Strategi yang digunakan di masa-masa awal berdirinya adalah dengan memberikan kapasitas storage ekstra untuk para customer yang memberikan referensi kepada pengguna lain, memberikan nilai tambah kepada pengguna sementara penggunaan Dropbox makin meningkat.

Pelajaran yang bisa diambil dari strategi Dropbox ini adalah dengan memberikan insentif kepada pengguna akan membuat mereka semakin bergantung kepada produk Anda, di saat yang sama mereka juga akan dengan sendirinya menyebarkan service atau produk Anda. Good one Dropbox!

Pinterest

Sejak diluncurkan pada tahun 2010, hingga kini Pinterest telah mempunyai lebih dari 150 juta pengguna aktif dan 176 juta pengguna yang terdaftar. Pinterest yang 85% penggunanya adalah perempuan ini melakukan strategi growth hack dengan merekrut para design bloggers dan orang-orang yang telah diseleksi dengan ketat untuk tetap menjaga konten yang terdapat di dalam tetap bersih dan berkelas.
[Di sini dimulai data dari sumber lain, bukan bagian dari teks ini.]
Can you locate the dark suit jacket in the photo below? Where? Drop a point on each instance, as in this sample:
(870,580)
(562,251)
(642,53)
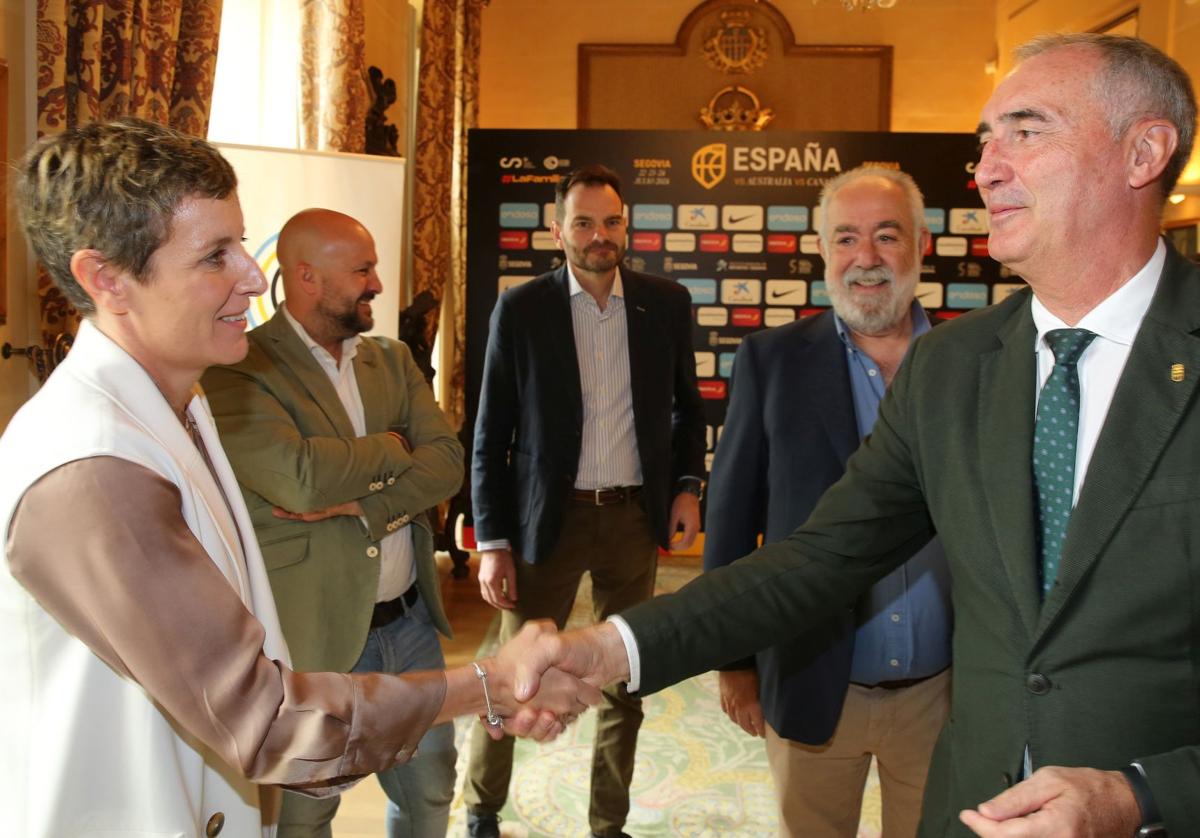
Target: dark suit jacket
(531,407)
(787,435)
(292,444)
(1108,669)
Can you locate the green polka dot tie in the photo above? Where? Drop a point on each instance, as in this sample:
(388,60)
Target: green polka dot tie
(1054,447)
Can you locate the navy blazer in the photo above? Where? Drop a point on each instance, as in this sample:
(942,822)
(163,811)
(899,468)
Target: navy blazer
(787,435)
(529,424)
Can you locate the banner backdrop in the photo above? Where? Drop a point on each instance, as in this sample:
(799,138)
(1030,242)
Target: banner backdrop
(731,216)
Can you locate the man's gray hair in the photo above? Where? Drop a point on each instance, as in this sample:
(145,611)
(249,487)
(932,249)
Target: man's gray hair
(901,179)
(1138,82)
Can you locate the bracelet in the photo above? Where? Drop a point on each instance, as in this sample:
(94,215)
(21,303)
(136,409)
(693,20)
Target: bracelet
(481,674)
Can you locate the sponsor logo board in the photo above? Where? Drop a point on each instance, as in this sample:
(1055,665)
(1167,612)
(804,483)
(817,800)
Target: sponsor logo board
(725,364)
(543,239)
(696,216)
(742,291)
(781,243)
(520,215)
(702,291)
(819,294)
(951,245)
(514,239)
(930,294)
(712,316)
(786,292)
(510,281)
(792,219)
(747,243)
(966,295)
(653,216)
(741,217)
(747,318)
(681,243)
(647,240)
(778,317)
(969,221)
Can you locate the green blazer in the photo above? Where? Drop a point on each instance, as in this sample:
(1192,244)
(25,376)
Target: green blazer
(1108,669)
(292,446)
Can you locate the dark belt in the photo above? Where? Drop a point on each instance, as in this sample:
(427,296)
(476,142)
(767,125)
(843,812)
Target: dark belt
(396,608)
(604,497)
(900,683)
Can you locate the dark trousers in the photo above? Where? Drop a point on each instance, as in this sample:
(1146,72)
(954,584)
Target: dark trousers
(616,545)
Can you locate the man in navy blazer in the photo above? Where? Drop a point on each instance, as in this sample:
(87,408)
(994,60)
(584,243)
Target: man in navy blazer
(589,444)
(873,678)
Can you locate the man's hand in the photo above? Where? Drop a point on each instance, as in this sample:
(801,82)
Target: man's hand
(551,699)
(684,512)
(739,700)
(1060,802)
(498,579)
(348,508)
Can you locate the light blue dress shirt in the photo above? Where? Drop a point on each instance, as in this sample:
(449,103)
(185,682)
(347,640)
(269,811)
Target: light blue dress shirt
(905,620)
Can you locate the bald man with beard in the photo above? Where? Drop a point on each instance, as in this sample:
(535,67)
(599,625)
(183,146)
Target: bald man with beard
(339,447)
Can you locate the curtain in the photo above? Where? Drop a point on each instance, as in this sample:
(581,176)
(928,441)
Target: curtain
(448,107)
(334,95)
(101,59)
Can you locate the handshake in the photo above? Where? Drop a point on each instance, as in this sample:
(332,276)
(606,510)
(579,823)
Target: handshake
(539,681)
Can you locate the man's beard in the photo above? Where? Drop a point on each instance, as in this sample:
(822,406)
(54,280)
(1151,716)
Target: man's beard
(351,321)
(597,257)
(868,316)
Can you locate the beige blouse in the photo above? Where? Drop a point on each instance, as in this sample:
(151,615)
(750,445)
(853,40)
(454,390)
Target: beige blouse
(101,544)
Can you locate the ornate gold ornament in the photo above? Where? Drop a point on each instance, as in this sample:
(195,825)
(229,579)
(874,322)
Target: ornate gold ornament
(736,47)
(736,108)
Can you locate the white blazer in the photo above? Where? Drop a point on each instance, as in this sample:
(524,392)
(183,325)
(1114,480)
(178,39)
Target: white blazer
(83,750)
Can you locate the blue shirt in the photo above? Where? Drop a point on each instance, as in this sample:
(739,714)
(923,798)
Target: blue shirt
(905,621)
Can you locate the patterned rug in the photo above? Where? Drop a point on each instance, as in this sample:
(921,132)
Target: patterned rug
(696,774)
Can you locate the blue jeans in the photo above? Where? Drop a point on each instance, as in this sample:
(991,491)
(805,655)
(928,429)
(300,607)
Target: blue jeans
(419,792)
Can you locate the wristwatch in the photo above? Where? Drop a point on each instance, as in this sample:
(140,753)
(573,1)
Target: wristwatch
(691,485)
(1151,819)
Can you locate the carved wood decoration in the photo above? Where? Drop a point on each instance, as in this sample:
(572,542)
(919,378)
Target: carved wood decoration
(735,66)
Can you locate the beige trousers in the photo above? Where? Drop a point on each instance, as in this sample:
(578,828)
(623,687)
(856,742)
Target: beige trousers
(820,788)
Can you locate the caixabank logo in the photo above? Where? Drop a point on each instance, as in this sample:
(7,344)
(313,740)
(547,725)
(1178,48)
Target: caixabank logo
(709,163)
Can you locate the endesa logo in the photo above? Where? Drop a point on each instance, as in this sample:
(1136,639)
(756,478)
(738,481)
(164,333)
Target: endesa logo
(514,239)
(750,318)
(781,243)
(647,241)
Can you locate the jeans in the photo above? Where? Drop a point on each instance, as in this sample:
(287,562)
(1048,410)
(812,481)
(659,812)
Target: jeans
(419,792)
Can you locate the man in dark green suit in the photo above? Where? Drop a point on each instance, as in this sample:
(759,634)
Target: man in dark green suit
(340,448)
(1075,684)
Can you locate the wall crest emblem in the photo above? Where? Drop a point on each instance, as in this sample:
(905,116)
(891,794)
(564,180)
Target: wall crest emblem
(736,46)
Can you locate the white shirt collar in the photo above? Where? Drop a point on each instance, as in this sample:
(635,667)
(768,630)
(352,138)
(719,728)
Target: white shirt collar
(349,346)
(574,286)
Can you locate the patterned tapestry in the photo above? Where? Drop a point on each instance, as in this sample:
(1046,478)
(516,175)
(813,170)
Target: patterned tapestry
(448,106)
(334,94)
(101,59)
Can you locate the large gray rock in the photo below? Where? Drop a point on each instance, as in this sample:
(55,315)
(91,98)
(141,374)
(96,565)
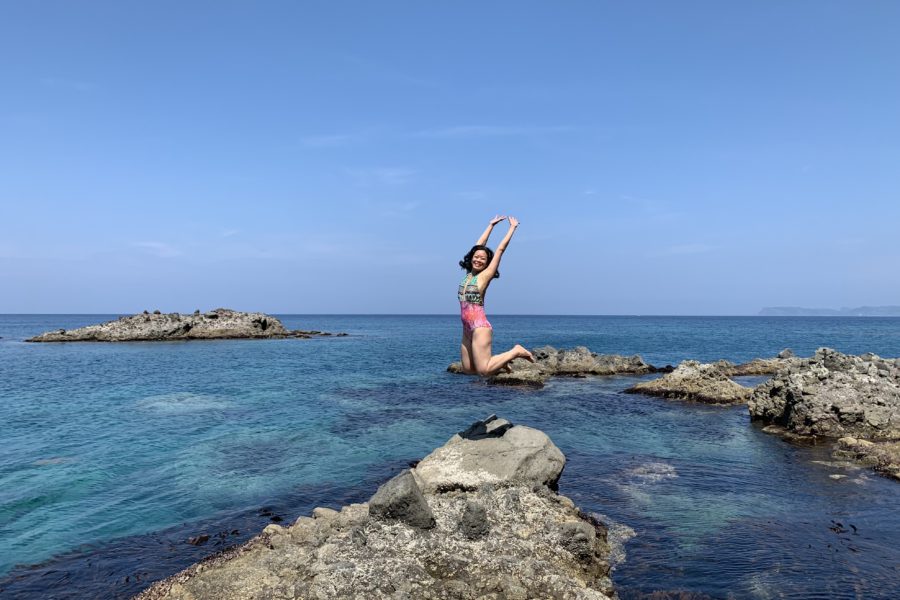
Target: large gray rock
(884,457)
(401,499)
(520,456)
(578,362)
(835,395)
(221,323)
(515,540)
(691,380)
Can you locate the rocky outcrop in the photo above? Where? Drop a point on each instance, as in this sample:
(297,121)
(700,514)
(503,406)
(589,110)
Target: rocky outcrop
(833,395)
(765,366)
(578,362)
(698,382)
(884,457)
(489,527)
(854,398)
(221,323)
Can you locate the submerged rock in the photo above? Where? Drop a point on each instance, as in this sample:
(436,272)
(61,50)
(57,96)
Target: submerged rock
(221,323)
(500,535)
(854,398)
(698,382)
(578,362)
(884,457)
(766,366)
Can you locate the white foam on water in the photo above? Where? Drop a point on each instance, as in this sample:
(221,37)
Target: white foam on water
(652,472)
(182,402)
(617,534)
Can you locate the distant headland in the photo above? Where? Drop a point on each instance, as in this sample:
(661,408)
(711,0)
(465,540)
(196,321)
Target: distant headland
(861,311)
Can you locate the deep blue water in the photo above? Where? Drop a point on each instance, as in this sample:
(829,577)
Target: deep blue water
(113,455)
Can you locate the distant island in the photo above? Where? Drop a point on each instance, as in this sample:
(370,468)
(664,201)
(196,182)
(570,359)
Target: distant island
(862,311)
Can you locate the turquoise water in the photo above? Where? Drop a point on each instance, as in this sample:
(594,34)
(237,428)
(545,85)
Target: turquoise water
(114,454)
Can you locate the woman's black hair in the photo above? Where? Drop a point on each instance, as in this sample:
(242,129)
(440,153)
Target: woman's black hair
(466,262)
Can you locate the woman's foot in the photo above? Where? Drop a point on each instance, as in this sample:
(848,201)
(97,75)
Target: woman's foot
(522,352)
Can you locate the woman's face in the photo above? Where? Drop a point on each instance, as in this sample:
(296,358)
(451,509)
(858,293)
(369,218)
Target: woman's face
(479,261)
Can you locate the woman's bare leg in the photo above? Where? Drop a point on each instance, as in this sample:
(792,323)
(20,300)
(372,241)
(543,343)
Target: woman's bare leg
(467,356)
(486,364)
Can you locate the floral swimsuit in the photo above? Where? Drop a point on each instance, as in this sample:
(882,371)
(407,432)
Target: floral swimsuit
(471,305)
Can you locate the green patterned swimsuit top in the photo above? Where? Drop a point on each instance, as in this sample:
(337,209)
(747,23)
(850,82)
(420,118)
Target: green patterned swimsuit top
(469,292)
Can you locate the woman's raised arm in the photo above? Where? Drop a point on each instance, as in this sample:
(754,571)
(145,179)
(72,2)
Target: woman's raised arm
(491,269)
(482,241)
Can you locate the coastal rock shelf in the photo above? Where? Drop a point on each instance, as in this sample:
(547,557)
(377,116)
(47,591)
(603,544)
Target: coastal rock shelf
(578,362)
(221,323)
(477,518)
(835,395)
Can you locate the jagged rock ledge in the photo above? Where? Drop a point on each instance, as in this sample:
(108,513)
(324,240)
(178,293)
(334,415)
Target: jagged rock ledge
(578,362)
(835,395)
(708,383)
(477,518)
(711,383)
(221,323)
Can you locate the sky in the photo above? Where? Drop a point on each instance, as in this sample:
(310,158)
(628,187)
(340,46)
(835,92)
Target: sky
(672,158)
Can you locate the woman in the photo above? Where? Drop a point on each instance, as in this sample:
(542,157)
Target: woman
(481,264)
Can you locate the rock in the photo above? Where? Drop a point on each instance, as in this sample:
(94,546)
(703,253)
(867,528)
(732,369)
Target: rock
(510,539)
(519,456)
(474,524)
(578,362)
(833,395)
(198,540)
(402,500)
(691,380)
(766,366)
(221,323)
(854,398)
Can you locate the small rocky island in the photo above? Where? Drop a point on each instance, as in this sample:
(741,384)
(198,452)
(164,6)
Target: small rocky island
(477,518)
(712,383)
(578,362)
(218,324)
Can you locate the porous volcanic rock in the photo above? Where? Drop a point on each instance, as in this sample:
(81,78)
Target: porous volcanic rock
(221,323)
(506,535)
(835,395)
(698,382)
(577,362)
(884,457)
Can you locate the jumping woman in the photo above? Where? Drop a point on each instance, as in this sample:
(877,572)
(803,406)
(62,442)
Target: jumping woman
(481,264)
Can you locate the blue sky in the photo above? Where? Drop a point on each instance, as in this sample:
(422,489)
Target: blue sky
(312,157)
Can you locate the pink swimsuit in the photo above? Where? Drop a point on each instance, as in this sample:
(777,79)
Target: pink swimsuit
(471,305)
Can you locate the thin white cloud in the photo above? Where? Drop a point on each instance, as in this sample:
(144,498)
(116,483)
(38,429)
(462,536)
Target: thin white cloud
(159,249)
(330,140)
(382,175)
(63,83)
(474,195)
(473,131)
(399,209)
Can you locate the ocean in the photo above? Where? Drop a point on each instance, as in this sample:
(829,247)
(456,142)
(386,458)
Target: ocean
(115,455)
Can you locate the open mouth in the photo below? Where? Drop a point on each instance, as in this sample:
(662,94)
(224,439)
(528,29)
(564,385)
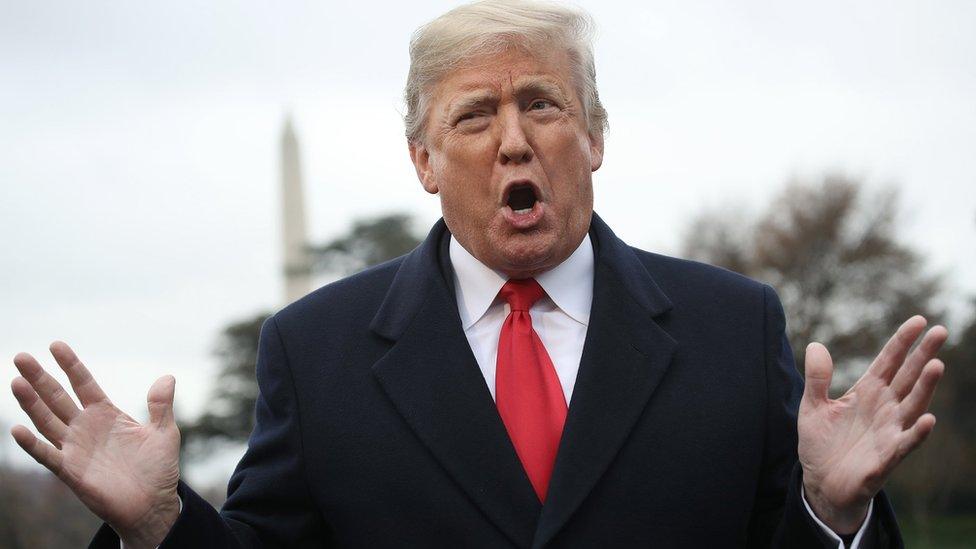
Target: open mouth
(521,198)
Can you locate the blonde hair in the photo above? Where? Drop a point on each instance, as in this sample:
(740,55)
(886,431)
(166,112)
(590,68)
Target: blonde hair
(492,26)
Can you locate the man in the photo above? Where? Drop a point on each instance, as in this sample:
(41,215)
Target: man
(523,378)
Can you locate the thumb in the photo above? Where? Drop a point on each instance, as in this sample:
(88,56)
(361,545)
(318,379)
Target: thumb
(160,400)
(818,369)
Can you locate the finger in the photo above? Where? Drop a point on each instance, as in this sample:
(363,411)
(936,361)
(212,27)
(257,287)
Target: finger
(40,415)
(81,379)
(908,374)
(48,388)
(893,354)
(160,401)
(915,435)
(42,452)
(920,397)
(818,369)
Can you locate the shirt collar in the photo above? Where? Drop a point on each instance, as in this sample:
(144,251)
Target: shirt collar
(569,285)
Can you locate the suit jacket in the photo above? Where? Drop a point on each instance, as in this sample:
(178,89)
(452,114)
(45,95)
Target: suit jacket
(375,427)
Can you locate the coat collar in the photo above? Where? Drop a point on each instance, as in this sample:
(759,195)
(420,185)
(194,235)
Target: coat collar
(433,380)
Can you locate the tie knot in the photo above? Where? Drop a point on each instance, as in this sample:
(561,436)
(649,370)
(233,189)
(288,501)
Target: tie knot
(521,293)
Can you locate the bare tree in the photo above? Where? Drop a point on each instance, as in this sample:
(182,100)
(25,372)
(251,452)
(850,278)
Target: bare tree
(832,251)
(229,414)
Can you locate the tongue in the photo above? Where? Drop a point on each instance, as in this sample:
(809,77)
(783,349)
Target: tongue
(522,198)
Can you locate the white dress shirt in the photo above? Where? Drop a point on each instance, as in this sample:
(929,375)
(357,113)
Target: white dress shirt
(560,318)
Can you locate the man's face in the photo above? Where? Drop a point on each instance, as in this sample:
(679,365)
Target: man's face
(508,150)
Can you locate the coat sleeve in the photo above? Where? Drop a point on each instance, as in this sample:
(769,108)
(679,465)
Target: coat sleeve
(269,504)
(779,517)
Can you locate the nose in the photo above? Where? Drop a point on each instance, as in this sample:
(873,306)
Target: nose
(514,145)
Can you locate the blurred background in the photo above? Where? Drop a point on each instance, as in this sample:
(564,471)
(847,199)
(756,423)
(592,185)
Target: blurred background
(145,151)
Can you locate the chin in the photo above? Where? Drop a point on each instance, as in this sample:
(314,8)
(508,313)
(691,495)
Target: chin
(527,252)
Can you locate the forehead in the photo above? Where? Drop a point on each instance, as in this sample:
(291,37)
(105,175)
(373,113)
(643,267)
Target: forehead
(508,71)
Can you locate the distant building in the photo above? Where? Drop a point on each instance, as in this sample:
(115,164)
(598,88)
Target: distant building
(296,260)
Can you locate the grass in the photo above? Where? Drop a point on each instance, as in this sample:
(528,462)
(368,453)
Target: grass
(945,532)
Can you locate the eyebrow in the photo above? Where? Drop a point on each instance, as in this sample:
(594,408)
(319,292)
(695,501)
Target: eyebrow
(531,85)
(472,100)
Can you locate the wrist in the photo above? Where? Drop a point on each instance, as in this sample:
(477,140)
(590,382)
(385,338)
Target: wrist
(152,529)
(842,519)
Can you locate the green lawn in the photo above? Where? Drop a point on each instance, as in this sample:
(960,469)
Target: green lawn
(953,532)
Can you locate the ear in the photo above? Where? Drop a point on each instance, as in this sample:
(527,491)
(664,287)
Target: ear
(420,157)
(596,150)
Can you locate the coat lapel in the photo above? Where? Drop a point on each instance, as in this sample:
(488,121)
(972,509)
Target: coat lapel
(433,380)
(624,358)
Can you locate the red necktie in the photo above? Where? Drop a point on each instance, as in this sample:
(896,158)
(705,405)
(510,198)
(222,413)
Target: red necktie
(527,391)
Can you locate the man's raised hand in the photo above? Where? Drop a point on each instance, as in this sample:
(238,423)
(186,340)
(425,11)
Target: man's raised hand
(124,471)
(849,446)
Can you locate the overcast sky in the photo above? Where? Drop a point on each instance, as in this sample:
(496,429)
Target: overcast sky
(138,147)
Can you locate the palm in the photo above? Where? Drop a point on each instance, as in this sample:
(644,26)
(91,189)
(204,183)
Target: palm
(849,446)
(117,466)
(124,471)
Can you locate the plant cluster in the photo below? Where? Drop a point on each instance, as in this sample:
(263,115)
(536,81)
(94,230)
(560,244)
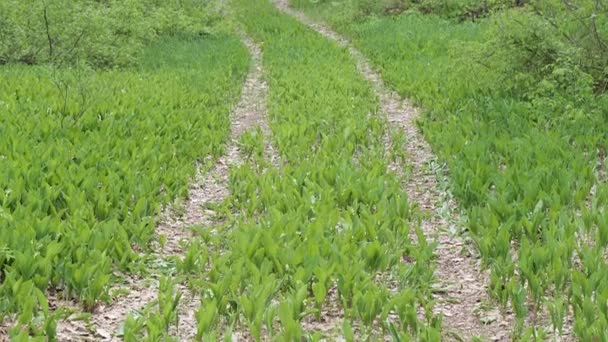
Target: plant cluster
(88,158)
(330,227)
(98,33)
(525,142)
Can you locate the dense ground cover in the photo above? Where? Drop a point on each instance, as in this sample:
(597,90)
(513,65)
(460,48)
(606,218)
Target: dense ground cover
(88,157)
(524,139)
(319,245)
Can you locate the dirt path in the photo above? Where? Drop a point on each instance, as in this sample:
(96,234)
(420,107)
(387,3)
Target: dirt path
(206,189)
(461,290)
Pinterest secara otomatis melakukan konfigurasi account kita berdasarkan interest kita dan memberikan rekomendasi untuk mem-follow high quality users. Hal ini memberikan user experience yang bagus terutama dalam hal konten.

Selain strategi ini, CEO dan co-founder Ben Silberman pernah mengirimkan email berisi ucapan terima kasih kepada 7000 pengguna Pinterest secara personal!

Pelajaran yang bisa diambil dari strategi Pinterest ini adalah bahwa pada dasarnya setiap startup dimulai dengan nol pengguna. Memikirkan untuk mendapatkan pengguna potensial dengan melakukan networking dan grouping berhasil mendapatkan respek dan menciptakan komunitas di mana setiap orang ingin menjadi bagian dari komunitas ini. Jangan lupakan kegigihan founder di masa awal berdiri, sesuatu yang harus dimiliki oleh setiap startup founder.

Hotmail

Hotmail berhasil berkembang mencapai 30 juta pengguna di masa-masa awal mereka hanya dalam waktu 30 bulan sejak diluncurkan pada tahun 1996. Di tahun 2011 pada waktu ulang tahun mereka yang ke 15 Hotmail mengklaim jumlah pengguna mereka adalah 360 juta users.

Strategi yang mereka lakukan adalah membuat para pengguna menjadi pengiklan berjalan dengan menambahkan footer “Get your free email at Hotmail” pada setiap email yang dikirimkan.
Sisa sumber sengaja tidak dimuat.